An Apple spokesperson said the company does support corporate customers but declined to elaborate on Apple's enterprise strategy.
That ambivalence is a concern for IT managers like Dale Frantz, CIO at Auto Warehousing Co. (AWC) in Tacoma, Wash., which last year began a corporatewide project to migrate to Macs across 23 locations. "The biggest weakness at this point I'd say is the lack of a cohesive enterprise strategy on the part of Apple," he says.

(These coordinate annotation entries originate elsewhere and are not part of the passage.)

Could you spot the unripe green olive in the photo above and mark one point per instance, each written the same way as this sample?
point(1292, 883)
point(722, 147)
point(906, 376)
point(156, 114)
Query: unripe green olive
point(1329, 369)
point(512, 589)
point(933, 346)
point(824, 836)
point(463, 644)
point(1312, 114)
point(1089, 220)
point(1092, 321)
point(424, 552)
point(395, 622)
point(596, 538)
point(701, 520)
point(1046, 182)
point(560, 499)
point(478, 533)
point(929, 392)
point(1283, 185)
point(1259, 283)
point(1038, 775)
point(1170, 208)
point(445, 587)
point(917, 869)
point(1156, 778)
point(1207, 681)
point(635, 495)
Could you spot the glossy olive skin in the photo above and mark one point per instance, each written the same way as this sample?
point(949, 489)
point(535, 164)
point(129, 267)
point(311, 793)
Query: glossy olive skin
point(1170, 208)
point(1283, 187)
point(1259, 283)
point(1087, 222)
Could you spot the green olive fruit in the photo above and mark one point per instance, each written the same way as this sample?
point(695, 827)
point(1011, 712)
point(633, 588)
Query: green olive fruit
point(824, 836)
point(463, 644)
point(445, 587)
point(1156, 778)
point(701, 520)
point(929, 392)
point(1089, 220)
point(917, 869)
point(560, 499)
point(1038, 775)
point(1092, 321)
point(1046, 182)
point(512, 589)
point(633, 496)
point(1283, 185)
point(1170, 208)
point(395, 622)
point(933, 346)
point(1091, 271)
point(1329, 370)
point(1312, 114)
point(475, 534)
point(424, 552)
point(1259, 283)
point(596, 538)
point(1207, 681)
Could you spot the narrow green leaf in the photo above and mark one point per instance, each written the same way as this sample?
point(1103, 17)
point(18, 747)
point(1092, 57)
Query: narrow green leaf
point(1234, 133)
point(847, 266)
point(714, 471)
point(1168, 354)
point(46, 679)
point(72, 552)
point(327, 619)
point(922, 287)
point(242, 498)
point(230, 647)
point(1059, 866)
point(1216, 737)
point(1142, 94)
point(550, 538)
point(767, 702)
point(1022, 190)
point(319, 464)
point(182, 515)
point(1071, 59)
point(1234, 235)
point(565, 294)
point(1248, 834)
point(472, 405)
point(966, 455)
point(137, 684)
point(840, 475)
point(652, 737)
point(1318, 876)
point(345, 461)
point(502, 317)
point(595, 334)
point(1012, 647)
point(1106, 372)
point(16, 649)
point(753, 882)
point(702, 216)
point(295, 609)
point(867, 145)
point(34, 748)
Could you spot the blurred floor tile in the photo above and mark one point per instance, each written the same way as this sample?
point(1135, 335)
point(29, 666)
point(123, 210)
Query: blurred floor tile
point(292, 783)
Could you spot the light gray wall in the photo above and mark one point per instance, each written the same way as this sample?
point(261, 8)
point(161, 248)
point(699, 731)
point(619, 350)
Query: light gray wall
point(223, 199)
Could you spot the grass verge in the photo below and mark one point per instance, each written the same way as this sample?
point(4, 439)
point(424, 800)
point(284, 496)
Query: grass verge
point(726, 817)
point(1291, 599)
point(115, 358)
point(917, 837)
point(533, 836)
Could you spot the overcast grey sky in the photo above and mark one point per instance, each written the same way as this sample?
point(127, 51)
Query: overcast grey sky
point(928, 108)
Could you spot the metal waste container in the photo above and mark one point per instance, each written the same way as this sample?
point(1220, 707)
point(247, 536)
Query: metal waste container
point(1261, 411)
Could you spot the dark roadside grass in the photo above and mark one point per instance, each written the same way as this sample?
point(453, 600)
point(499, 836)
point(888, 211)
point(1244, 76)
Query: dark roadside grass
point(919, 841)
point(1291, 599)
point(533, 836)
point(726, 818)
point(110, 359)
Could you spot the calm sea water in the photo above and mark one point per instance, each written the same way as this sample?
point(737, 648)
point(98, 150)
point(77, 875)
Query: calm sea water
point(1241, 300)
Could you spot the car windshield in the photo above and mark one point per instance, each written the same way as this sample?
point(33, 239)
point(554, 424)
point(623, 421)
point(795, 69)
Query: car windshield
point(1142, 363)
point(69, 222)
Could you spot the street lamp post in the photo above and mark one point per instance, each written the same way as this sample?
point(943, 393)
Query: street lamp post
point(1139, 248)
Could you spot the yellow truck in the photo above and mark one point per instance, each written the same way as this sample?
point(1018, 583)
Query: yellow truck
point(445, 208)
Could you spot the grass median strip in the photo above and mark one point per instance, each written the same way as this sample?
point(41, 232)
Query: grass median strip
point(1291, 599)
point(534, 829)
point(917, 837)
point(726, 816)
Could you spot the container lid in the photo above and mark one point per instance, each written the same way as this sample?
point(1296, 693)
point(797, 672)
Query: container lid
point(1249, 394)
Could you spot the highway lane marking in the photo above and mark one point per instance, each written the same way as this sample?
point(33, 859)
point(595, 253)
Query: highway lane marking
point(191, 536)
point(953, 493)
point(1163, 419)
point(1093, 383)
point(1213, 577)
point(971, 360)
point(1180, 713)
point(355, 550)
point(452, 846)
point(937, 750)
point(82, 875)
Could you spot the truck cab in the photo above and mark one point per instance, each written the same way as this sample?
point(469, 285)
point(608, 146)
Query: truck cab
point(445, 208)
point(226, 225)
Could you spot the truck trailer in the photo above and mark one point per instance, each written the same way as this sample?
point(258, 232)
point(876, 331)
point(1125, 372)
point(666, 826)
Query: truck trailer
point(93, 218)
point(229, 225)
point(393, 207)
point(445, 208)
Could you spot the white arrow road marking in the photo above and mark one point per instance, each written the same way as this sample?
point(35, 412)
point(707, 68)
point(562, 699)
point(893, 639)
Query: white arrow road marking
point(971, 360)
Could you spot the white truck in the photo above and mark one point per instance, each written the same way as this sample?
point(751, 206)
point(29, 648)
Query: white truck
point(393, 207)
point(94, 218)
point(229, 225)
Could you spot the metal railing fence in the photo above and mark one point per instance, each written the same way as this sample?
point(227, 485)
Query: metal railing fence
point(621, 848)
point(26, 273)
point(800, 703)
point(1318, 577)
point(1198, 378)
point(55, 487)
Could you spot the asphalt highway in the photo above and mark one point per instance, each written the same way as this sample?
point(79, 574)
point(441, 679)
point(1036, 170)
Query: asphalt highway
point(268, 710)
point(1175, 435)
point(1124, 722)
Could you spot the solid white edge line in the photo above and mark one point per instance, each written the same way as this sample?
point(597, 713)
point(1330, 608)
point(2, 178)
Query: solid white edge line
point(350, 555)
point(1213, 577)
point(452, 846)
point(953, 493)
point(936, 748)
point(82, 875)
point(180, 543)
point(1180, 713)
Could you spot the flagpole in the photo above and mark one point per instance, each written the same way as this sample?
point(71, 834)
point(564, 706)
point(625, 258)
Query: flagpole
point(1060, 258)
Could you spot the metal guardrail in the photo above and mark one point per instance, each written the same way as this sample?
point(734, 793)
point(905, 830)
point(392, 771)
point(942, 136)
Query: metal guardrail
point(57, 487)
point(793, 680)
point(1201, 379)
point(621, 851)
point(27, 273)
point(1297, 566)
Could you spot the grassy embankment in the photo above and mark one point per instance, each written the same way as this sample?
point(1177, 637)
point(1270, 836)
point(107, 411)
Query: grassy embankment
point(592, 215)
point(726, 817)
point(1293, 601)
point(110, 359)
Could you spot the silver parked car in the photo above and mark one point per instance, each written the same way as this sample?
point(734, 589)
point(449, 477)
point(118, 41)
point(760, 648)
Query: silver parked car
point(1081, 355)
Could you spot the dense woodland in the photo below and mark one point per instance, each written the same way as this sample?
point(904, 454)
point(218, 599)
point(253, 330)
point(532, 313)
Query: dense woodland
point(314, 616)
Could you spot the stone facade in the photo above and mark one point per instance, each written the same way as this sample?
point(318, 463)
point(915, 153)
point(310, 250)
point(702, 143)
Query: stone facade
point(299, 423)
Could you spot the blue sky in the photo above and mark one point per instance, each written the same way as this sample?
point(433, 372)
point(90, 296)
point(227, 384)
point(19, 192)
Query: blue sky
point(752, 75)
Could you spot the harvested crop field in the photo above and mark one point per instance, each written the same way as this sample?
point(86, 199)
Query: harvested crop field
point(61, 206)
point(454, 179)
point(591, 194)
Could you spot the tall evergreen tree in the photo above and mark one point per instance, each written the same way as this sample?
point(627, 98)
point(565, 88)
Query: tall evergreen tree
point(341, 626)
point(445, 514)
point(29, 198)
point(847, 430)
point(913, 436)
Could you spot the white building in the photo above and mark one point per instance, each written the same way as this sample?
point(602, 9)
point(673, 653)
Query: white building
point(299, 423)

Outside of a few large media and advertising firms, corporations are simply not one of Apple's core markets. "There is no pretense on their part that the next mountain they have to conquer is the enterprise," says Bajarin.
Apple's attitude is simple, says Charles Edge, director of technology at IT consultancy 318 Inc. in Santa Monica, Calif. "Their strategy is to make a great computer that's standards-compliant. If enterprises want to use it, great, but if they don't, that's fine too."
But it takes more than a great product to succeed as the primary personal computing platform in large businesses. "To go after the major corporate accounts, you need a savvy direct sales force [and] a dedicated service organization to take care of enterprise accounts. That's not Apple's heritage," says Bajarin.
And on the record at least, it doesn't appear to be Apple's future either.
The Mac attraction is easy to understand. On the client side, the Mac's OS X is relatively easy to use. The addition of new features in the latest Leopard release -- such as the slick Time Machine backup utility and Spaces, which lets users create multiple, task-centric virtual desktops -- only serves to burnish that reputation.
And Macs are considered more stable than Windows, with fewer spyware and virus problems, which translate into fewer help desk calls.
But that's not what has IT's attention.
The surge of interest in the Mac is a direct result of two developments from 2006: first, the evolution of more Windows-friendly, Intel X86-based Macs, and second, the introduction of Boot Camp, which allows a full Windows environment and its complement of applications to run natively in a separate hard drive partition on any Mac.
Boot Camp, in particular, garnered a lot of attention out the gate. According to Apple, 1.5 million copies of the beta version of Boot Camp were downloaded before the program's release as part of the Leopard version of OS X. The full integration of Boot Camp into Leopard has spurred some IT managers to actively review the potential of OS X as an alternative for general business computing.
While most of 318 Inc.'s clients that use Macs extensively are in the video, sound and advertising realm, Edge says he is seeing more nontraditional customers willing to make a move. "We have two energy companies and a fountain design company that switched [from Windows] to Macs last year," he says. None of those, however, were large companies, meaning those with more than 500 employees.